Het ongerepte noorden
De weg meandert langs bananenplantages en diepe afgronden en over indrukwekkende bergketens. We zijn op weg van het vliegveld in het zuiden van Madeira naar de noordkust. Het bordje met de afslag naar Pico do Areeiro is voldoende om de plannen om te gooien. Op naar de top.

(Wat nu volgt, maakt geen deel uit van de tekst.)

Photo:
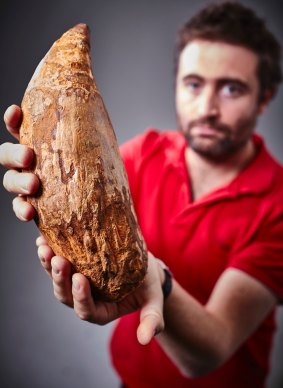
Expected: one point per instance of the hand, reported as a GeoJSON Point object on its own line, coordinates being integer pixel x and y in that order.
{"type": "Point", "coordinates": [15, 157]}
{"type": "Point", "coordinates": [74, 291]}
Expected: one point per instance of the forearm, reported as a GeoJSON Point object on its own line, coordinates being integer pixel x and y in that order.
{"type": "Point", "coordinates": [199, 338]}
{"type": "Point", "coordinates": [193, 338]}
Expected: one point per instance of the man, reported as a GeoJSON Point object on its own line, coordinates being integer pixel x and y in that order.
{"type": "Point", "coordinates": [209, 203]}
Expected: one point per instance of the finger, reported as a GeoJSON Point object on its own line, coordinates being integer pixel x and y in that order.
{"type": "Point", "coordinates": [15, 155]}
{"type": "Point", "coordinates": [23, 210]}
{"type": "Point", "coordinates": [13, 118]}
{"type": "Point", "coordinates": [61, 274]}
{"type": "Point", "coordinates": [21, 182]}
{"type": "Point", "coordinates": [45, 255]}
{"type": "Point", "coordinates": [151, 322]}
{"type": "Point", "coordinates": [83, 301]}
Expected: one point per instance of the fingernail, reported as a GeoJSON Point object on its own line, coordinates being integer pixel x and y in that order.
{"type": "Point", "coordinates": [55, 269]}
{"type": "Point", "coordinates": [22, 217]}
{"type": "Point", "coordinates": [76, 284]}
{"type": "Point", "coordinates": [42, 259]}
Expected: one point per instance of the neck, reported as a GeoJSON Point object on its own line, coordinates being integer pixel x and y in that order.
{"type": "Point", "coordinates": [208, 175]}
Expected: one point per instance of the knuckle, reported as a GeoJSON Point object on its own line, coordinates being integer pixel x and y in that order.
{"type": "Point", "coordinates": [83, 315]}
{"type": "Point", "coordinates": [8, 181]}
{"type": "Point", "coordinates": [60, 297]}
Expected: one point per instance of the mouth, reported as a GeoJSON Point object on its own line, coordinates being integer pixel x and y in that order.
{"type": "Point", "coordinates": [205, 131]}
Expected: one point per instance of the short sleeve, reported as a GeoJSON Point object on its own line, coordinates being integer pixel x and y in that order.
{"type": "Point", "coordinates": [262, 255]}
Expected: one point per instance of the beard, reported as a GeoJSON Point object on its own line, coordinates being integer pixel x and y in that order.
{"type": "Point", "coordinates": [226, 140]}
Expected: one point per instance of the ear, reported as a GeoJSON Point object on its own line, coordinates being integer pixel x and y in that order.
{"type": "Point", "coordinates": [264, 102]}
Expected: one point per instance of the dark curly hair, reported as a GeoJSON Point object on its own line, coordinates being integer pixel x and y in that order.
{"type": "Point", "coordinates": [231, 22]}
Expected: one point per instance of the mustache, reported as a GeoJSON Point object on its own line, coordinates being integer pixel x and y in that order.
{"type": "Point", "coordinates": [210, 122]}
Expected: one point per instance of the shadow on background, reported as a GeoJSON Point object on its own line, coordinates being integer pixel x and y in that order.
{"type": "Point", "coordinates": [42, 343]}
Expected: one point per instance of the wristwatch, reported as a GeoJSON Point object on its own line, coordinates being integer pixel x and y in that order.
{"type": "Point", "coordinates": [167, 284]}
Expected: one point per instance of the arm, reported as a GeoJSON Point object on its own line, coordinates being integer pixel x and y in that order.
{"type": "Point", "coordinates": [197, 338]}
{"type": "Point", "coordinates": [200, 338]}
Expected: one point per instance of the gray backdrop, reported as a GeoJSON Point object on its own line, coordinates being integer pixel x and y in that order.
{"type": "Point", "coordinates": [42, 343]}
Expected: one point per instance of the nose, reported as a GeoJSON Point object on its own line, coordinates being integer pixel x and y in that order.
{"type": "Point", "coordinates": [208, 104]}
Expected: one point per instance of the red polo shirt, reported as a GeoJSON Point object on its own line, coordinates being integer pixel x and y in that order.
{"type": "Point", "coordinates": [239, 225]}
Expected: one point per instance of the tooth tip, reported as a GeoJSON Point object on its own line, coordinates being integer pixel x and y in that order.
{"type": "Point", "coordinates": [82, 28]}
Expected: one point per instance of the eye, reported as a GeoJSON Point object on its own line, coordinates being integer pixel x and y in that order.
{"type": "Point", "coordinates": [193, 85]}
{"type": "Point", "coordinates": [232, 90]}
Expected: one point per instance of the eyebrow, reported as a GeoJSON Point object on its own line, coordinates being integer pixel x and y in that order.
{"type": "Point", "coordinates": [220, 81]}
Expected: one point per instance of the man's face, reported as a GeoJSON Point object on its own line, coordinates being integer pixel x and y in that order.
{"type": "Point", "coordinates": [217, 93]}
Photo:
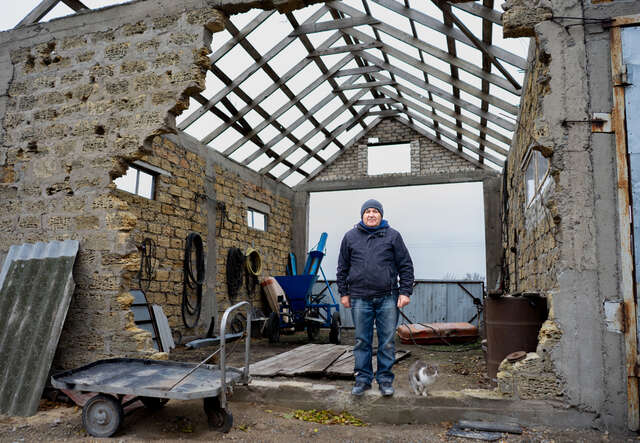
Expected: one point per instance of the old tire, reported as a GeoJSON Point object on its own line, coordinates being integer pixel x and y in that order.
{"type": "Point", "coordinates": [272, 328]}
{"type": "Point", "coordinates": [219, 419]}
{"type": "Point", "coordinates": [153, 403]}
{"type": "Point", "coordinates": [335, 333]}
{"type": "Point", "coordinates": [102, 415]}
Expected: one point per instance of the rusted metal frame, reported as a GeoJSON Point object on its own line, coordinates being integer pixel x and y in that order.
{"type": "Point", "coordinates": [334, 24]}
{"type": "Point", "coordinates": [334, 135]}
{"type": "Point", "coordinates": [275, 77]}
{"type": "Point", "coordinates": [245, 74]}
{"type": "Point", "coordinates": [487, 38]}
{"type": "Point", "coordinates": [318, 60]}
{"type": "Point", "coordinates": [314, 131]}
{"type": "Point", "coordinates": [413, 40]}
{"type": "Point", "coordinates": [276, 85]}
{"type": "Point", "coordinates": [436, 25]}
{"type": "Point", "coordinates": [487, 13]}
{"type": "Point", "coordinates": [445, 145]}
{"type": "Point", "coordinates": [439, 92]}
{"type": "Point", "coordinates": [342, 49]}
{"type": "Point", "coordinates": [262, 112]}
{"type": "Point", "coordinates": [244, 32]}
{"type": "Point", "coordinates": [414, 34]}
{"type": "Point", "coordinates": [451, 47]}
{"type": "Point", "coordinates": [446, 111]}
{"type": "Point", "coordinates": [284, 108]}
{"type": "Point", "coordinates": [497, 102]}
{"type": "Point", "coordinates": [369, 85]}
{"type": "Point", "coordinates": [446, 123]}
{"type": "Point", "coordinates": [625, 227]}
{"type": "Point", "coordinates": [333, 158]}
{"type": "Point", "coordinates": [361, 70]}
{"type": "Point", "coordinates": [476, 41]}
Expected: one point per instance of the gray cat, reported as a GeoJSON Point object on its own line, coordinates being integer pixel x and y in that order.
{"type": "Point", "coordinates": [421, 375]}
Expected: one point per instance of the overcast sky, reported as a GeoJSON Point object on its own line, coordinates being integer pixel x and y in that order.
{"type": "Point", "coordinates": [442, 225]}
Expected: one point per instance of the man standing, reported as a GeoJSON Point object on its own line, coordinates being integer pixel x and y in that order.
{"type": "Point", "coordinates": [372, 257]}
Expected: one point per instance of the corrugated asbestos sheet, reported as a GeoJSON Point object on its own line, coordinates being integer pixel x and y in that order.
{"type": "Point", "coordinates": [431, 302]}
{"type": "Point", "coordinates": [36, 285]}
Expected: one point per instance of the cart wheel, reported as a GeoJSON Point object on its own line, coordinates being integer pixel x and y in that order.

Een koude wind perst zich tussen de rotsige, kale bergtoppen door. We staan op de twee na hoogste bergtop van Madeira, Pico Areeiro. Van hier leidt de koningsroute naar het allerhoogste punt van het eiland, Pico Ruivo (de purperen top) met een respectabele 1861 meter. Na een kwartiertje lopen bereiken we uitkijkpunt Pico do Juncal. Bij helder weer kijk je ver de valleien in, maar vaak steekt slechts een puntje berg uit boven de wolken in het dal. Veredas, smalle paden die rond de toppen kronkelen, leiden naar de Pico Ruivo. Het is een tocht van slechts zes à zeven kilometer maar je moet goed voorbereid zijn. Het pad is niet eenvoudig en het weer veranderlijk en verraderlijk. De wandeling kost al snel een uur of vier als je onderweg de tijd neemt om van de omgeving te genieten. Genoeg mensen die dat een uitdaging vinden, blijkt uit de dik ingepakte groep die passeert. Het landschap is in elk geval uitnodigend genoeg.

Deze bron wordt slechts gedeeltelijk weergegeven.